The Cancer Research: Serious Evidence
Colorectal Cancer
The clinical evidence for PSK in colorectal cancer is substantial. A 1994 meta-analysis of PSK in colorectal cancer patients enrolled over 8,000 patients and found statistically significant improvements in 5-year survival rates across multiple cancer stages. Effect sizes were clinically meaningful — particularly in Stage II and III patients where PSK adjunct therapy resulted in 5-year survival rates 5-10 percentage points higher than chemotherapy alone.
Breast Cancer
A landmark 2012 study published in ISRN Oncology was the first FDA-approved Phase I clinical trial examining Turkey Tail in breast cancer patients. The study, conducted by researchers at the University of Minnesota and Bastyr University, found that Turkey Tail significantly restored immune function in breast cancer patients who had received radiation therapy — including NK cell activity, CD8+ T-cell counts, and B-cell populations. These are the precise immune parameters most suppressed by conventional cancer treatment.
Gastric Cancer
Multiple Japanese clinical trials have found PSK to significantly improve 5-year survival in gastric cancer patients when used alongside surgery and chemotherapy. A 2002 study in the British Journal of Cancer found that PSK reduced the rate of repeat cancer occurrence following surgical resection.
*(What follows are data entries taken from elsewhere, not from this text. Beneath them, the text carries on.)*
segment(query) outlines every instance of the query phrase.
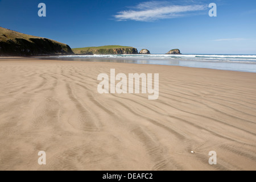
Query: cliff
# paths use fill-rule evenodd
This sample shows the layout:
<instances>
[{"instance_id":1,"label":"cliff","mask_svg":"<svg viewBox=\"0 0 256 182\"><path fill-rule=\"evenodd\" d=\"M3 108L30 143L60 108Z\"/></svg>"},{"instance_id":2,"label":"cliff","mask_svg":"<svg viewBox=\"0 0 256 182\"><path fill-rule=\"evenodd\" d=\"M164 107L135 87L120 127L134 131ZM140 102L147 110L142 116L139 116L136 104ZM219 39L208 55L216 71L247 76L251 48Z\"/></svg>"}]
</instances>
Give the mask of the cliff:
<instances>
[{"instance_id":1,"label":"cliff","mask_svg":"<svg viewBox=\"0 0 256 182\"><path fill-rule=\"evenodd\" d=\"M138 54L137 49L132 47L106 46L72 49L76 54L90 55L129 55Z\"/></svg>"},{"instance_id":2,"label":"cliff","mask_svg":"<svg viewBox=\"0 0 256 182\"><path fill-rule=\"evenodd\" d=\"M139 54L142 55L150 55L150 52L148 49L142 49L141 51L139 51Z\"/></svg>"},{"instance_id":3,"label":"cliff","mask_svg":"<svg viewBox=\"0 0 256 182\"><path fill-rule=\"evenodd\" d=\"M67 44L0 27L0 56L73 54Z\"/></svg>"},{"instance_id":4,"label":"cliff","mask_svg":"<svg viewBox=\"0 0 256 182\"><path fill-rule=\"evenodd\" d=\"M178 49L172 49L168 52L166 54L167 55L181 55L180 51Z\"/></svg>"}]
</instances>

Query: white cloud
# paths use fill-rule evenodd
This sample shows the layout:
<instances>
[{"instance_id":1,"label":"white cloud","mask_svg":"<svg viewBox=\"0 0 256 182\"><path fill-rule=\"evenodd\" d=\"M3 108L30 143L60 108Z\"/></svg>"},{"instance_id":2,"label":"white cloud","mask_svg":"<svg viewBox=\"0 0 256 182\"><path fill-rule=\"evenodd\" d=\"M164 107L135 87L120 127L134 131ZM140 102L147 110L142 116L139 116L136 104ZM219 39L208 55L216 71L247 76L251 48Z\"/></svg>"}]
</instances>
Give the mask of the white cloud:
<instances>
[{"instance_id":1,"label":"white cloud","mask_svg":"<svg viewBox=\"0 0 256 182\"><path fill-rule=\"evenodd\" d=\"M118 12L114 17L118 21L127 20L150 22L185 16L188 13L205 10L206 5L172 5L165 1L141 3L129 10Z\"/></svg>"},{"instance_id":2,"label":"white cloud","mask_svg":"<svg viewBox=\"0 0 256 182\"><path fill-rule=\"evenodd\" d=\"M217 39L217 40L213 40L213 41L217 41L217 42L221 42L221 41L240 41L240 40L246 40L246 39L242 39L242 38L234 38L234 39Z\"/></svg>"}]
</instances>

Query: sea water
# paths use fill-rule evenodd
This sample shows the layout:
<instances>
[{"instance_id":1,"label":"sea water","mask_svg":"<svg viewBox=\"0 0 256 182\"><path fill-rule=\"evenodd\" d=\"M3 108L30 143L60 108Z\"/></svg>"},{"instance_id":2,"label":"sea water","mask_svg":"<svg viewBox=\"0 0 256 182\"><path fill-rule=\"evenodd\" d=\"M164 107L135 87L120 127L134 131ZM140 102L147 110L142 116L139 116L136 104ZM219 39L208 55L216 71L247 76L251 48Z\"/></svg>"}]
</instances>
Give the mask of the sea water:
<instances>
[{"instance_id":1,"label":"sea water","mask_svg":"<svg viewBox=\"0 0 256 182\"><path fill-rule=\"evenodd\" d=\"M114 55L50 57L61 60L158 64L256 73L256 55Z\"/></svg>"}]
</instances>

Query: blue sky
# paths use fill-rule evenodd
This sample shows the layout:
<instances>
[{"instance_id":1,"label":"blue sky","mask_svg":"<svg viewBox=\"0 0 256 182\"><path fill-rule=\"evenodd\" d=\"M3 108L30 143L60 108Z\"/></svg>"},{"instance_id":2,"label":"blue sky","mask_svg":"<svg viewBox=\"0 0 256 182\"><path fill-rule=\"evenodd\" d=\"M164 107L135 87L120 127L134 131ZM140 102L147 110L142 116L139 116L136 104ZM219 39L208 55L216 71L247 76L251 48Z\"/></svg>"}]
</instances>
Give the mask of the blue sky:
<instances>
[{"instance_id":1,"label":"blue sky","mask_svg":"<svg viewBox=\"0 0 256 182\"><path fill-rule=\"evenodd\" d=\"M39 17L38 5L46 5ZM217 6L210 17L208 5ZM151 53L256 54L256 1L0 0L0 26L72 48L133 46Z\"/></svg>"}]
</instances>

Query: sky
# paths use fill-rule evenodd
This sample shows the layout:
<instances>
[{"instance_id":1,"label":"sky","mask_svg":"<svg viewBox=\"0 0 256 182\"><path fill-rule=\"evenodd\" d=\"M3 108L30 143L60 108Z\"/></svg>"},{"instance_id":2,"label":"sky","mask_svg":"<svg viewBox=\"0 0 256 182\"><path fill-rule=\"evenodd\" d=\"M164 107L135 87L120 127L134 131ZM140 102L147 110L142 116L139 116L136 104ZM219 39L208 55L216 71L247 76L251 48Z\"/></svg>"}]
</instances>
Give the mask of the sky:
<instances>
[{"instance_id":1,"label":"sky","mask_svg":"<svg viewBox=\"0 0 256 182\"><path fill-rule=\"evenodd\" d=\"M46 5L46 17L38 16L40 3ZM209 15L211 3L216 17ZM0 0L0 26L71 48L256 55L255 0Z\"/></svg>"}]
</instances>

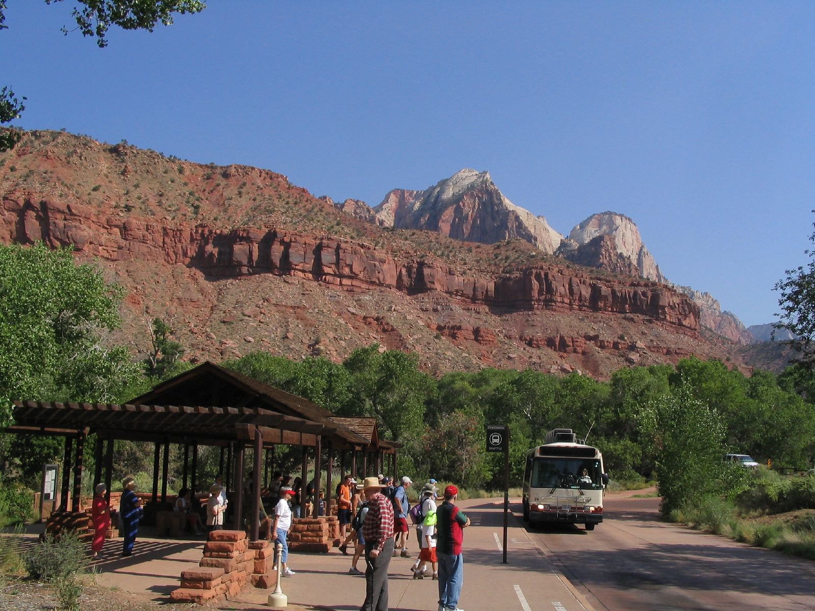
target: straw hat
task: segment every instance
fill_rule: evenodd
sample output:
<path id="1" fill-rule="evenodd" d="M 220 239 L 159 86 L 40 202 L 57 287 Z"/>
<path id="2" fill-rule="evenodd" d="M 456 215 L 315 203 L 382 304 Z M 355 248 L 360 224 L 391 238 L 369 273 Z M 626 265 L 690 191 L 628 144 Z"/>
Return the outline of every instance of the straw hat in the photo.
<path id="1" fill-rule="evenodd" d="M 379 483 L 379 478 L 376 476 L 366 477 L 361 484 L 357 484 L 357 488 L 360 490 L 363 490 L 366 488 L 384 488 L 385 486 L 385 484 Z"/>

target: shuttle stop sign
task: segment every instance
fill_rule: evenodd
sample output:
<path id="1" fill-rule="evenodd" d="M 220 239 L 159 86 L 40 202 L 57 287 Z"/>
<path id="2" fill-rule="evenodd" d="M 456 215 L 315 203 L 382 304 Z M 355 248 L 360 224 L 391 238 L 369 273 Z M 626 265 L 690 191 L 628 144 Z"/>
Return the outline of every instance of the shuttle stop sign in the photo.
<path id="1" fill-rule="evenodd" d="M 507 428 L 500 424 L 487 425 L 487 451 L 504 452 L 507 449 Z"/>

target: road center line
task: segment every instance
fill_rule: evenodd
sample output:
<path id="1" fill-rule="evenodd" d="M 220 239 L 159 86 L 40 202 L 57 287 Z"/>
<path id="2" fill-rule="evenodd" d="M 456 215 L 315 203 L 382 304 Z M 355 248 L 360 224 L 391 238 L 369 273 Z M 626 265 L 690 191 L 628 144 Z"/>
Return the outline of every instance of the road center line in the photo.
<path id="1" fill-rule="evenodd" d="M 523 611 L 532 611 L 529 606 L 529 603 L 526 602 L 526 597 L 523 596 L 523 592 L 521 591 L 521 587 L 513 586 L 513 587 L 515 588 L 515 596 L 518 596 L 518 600 L 521 603 L 521 609 L 522 609 Z"/>
<path id="2" fill-rule="evenodd" d="M 498 546 L 498 551 L 499 552 L 503 552 L 504 551 L 504 547 L 501 547 L 500 539 L 498 538 L 498 533 L 492 533 L 492 536 L 496 538 L 496 545 Z"/>

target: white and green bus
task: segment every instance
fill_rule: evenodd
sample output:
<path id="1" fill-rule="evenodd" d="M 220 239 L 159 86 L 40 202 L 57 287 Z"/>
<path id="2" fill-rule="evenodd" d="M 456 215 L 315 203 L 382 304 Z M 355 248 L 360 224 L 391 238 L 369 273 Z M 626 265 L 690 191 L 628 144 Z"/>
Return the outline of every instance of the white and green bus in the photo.
<path id="1" fill-rule="evenodd" d="M 609 477 L 603 456 L 579 443 L 570 429 L 555 429 L 543 446 L 526 452 L 523 472 L 523 519 L 530 524 L 583 524 L 603 521 L 603 490 Z"/>

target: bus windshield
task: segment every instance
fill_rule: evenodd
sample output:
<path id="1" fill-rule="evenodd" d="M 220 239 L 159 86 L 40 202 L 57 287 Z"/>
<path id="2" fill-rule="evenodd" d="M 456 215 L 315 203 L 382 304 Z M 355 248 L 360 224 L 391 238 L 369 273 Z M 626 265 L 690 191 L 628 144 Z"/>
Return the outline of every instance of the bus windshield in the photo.
<path id="1" fill-rule="evenodd" d="M 535 459 L 530 486 L 533 488 L 602 490 L 600 460 L 545 456 Z"/>

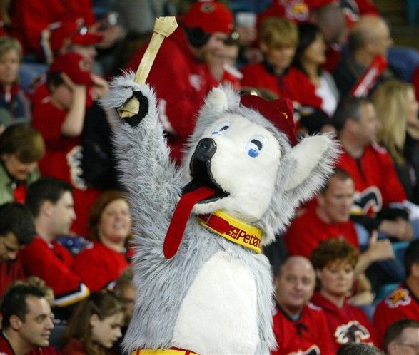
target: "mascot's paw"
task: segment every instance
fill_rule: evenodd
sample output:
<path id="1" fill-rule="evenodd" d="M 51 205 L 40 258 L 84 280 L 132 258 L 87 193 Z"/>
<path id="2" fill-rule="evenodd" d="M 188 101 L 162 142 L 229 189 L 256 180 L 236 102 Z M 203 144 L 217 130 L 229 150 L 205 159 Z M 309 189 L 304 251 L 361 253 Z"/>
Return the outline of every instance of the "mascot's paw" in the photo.
<path id="1" fill-rule="evenodd" d="M 128 122 L 131 127 L 136 127 L 140 124 L 143 118 L 146 117 L 148 113 L 148 100 L 141 91 L 134 91 L 133 96 L 131 98 L 134 98 L 134 100 L 136 99 L 140 103 L 139 111 L 138 114 L 132 117 L 126 118 L 125 120 Z"/>
<path id="2" fill-rule="evenodd" d="M 128 71 L 122 76 L 113 78 L 111 81 L 111 90 L 100 101 L 104 109 L 117 108 L 119 115 L 132 127 L 137 126 L 148 114 L 156 114 L 156 97 L 153 89 L 147 84 L 136 83 L 134 77 L 135 74 L 132 71 Z M 123 106 L 124 110 L 136 112 L 135 110 L 131 110 L 132 107 L 127 108 L 131 106 L 131 99 L 139 103 L 138 113 L 132 117 L 127 117 L 129 115 L 121 115 L 121 108 Z"/>

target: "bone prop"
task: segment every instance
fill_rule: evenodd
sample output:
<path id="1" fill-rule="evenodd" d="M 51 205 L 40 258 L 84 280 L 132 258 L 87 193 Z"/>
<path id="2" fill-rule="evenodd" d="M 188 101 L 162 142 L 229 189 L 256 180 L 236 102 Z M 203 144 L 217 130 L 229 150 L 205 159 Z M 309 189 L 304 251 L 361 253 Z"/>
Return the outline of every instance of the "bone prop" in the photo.
<path id="1" fill-rule="evenodd" d="M 166 37 L 168 37 L 178 27 L 178 23 L 174 16 L 158 17 L 156 19 L 153 36 L 140 62 L 134 81 L 138 84 L 143 84 L 150 73 L 151 66 L 156 59 L 157 52 Z M 140 103 L 133 98 L 118 109 L 118 113 L 121 118 L 126 118 L 137 115 L 140 109 Z"/>

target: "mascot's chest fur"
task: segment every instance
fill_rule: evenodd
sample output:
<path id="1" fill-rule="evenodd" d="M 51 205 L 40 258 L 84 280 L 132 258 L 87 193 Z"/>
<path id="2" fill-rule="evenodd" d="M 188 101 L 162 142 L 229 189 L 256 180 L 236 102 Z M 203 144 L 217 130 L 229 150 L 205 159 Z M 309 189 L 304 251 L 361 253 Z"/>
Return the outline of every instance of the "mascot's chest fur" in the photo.
<path id="1" fill-rule="evenodd" d="M 182 302 L 173 341 L 187 349 L 201 344 L 195 350 L 199 354 L 255 354 L 259 341 L 256 299 L 251 270 L 218 252 L 202 265 Z M 217 343 L 211 341 L 215 339 Z"/>
<path id="2" fill-rule="evenodd" d="M 328 135 L 297 144 L 288 103 L 218 88 L 178 168 L 154 93 L 133 78 L 116 78 L 103 103 L 140 102 L 114 139 L 138 245 L 138 295 L 125 350 L 269 354 L 276 347 L 273 284 L 258 253 L 321 187 L 338 148 Z"/>

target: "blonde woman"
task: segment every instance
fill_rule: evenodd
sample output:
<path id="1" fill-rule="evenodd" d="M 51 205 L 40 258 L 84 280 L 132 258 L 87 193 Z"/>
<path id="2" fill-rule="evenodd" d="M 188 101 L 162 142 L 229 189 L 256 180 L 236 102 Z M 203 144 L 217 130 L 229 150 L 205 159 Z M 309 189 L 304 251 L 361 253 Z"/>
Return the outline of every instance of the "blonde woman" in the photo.
<path id="1" fill-rule="evenodd" d="M 394 161 L 408 199 L 419 202 L 419 103 L 413 85 L 397 80 L 383 83 L 371 100 L 381 123 L 378 143 Z"/>
<path id="2" fill-rule="evenodd" d="M 19 85 L 21 59 L 20 43 L 0 37 L 0 133 L 11 124 L 31 120 L 29 101 Z"/>

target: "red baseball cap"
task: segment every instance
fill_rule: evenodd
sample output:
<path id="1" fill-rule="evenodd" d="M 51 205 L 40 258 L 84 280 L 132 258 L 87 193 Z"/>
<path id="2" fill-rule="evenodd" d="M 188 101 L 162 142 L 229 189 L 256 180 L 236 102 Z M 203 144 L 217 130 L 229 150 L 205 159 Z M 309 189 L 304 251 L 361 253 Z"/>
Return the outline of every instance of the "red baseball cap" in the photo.
<path id="1" fill-rule="evenodd" d="M 233 22 L 231 11 L 216 1 L 197 1 L 183 16 L 185 27 L 199 27 L 211 34 L 215 32 L 230 34 Z"/>
<path id="2" fill-rule="evenodd" d="M 53 52 L 59 51 L 66 39 L 71 44 L 91 46 L 102 40 L 102 35 L 89 32 L 87 27 L 79 26 L 76 21 L 61 22 L 51 33 L 50 45 Z"/>
<path id="3" fill-rule="evenodd" d="M 76 53 L 68 53 L 56 58 L 49 68 L 49 73 L 65 73 L 76 84 L 89 84 L 91 63 Z"/>
<path id="4" fill-rule="evenodd" d="M 294 125 L 294 108 L 291 100 L 277 98 L 268 101 L 256 95 L 244 94 L 240 97 L 240 103 L 258 111 L 280 132 L 285 133 L 291 145 L 298 143 Z"/>

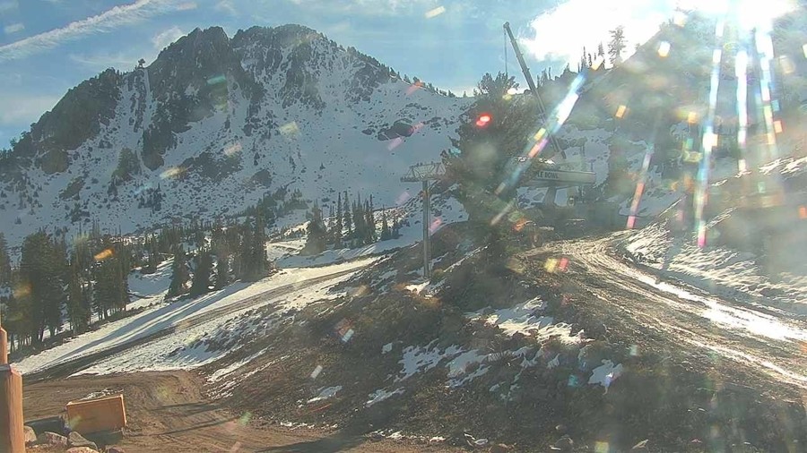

Mechanism: Training the Immune System
Turkey Tail's immune effects operate through several mechanisms. PSK binds to Dectin-1, TLR-2, and other pattern recognition receptors on immune cells, initiating a cascade that activates macrophages, NK cells, dendritic cells, and T-lymphocytes. Critically, PSK has been shown to reduce immune suppression caused by tumors — many cancers secrete immunosuppressive cytokines that essentially hide them from immune surveillance. PSK counteracts this immune evasion.
My oncologist mentioned PSK after I asked about integrative options during my breast cancer treatment. She told me the FDA trial data was legitimate and that the immune restoration findings were consistent with what she'd observed clinically. I added Turkey Tail throughout my treatment. My immune labs post-radiation were significantly better than she expected. — Turkey Tail consumer, 44, Seattle
Prebiotic and Gut Microbiome Effects
A 2014 study in PLOS ONE found that Turkey Tail polysaccharides act as prebiotics — selectively feeding beneficial bacterial populations including Bifidobacterium and Lactobacillus while reducing opportunistic pathogens. Given the bidirectional relationship between gut microbiome health and immune function, this prebiotic effect may contribute meaningfully to Turkey Tail's systemic immune benefits.
The Quality Distinction
As with other medicinal mushrooms, the gap between high-quality and low-quality Turkey Tail products is wide. Fruiting body extraction with verified beta-glucan content is the standard that mirrors what was used in clinical trials. Mycelium-on-grain products with unverified polysaccharide content are unlikely to deliver the effects documented in research.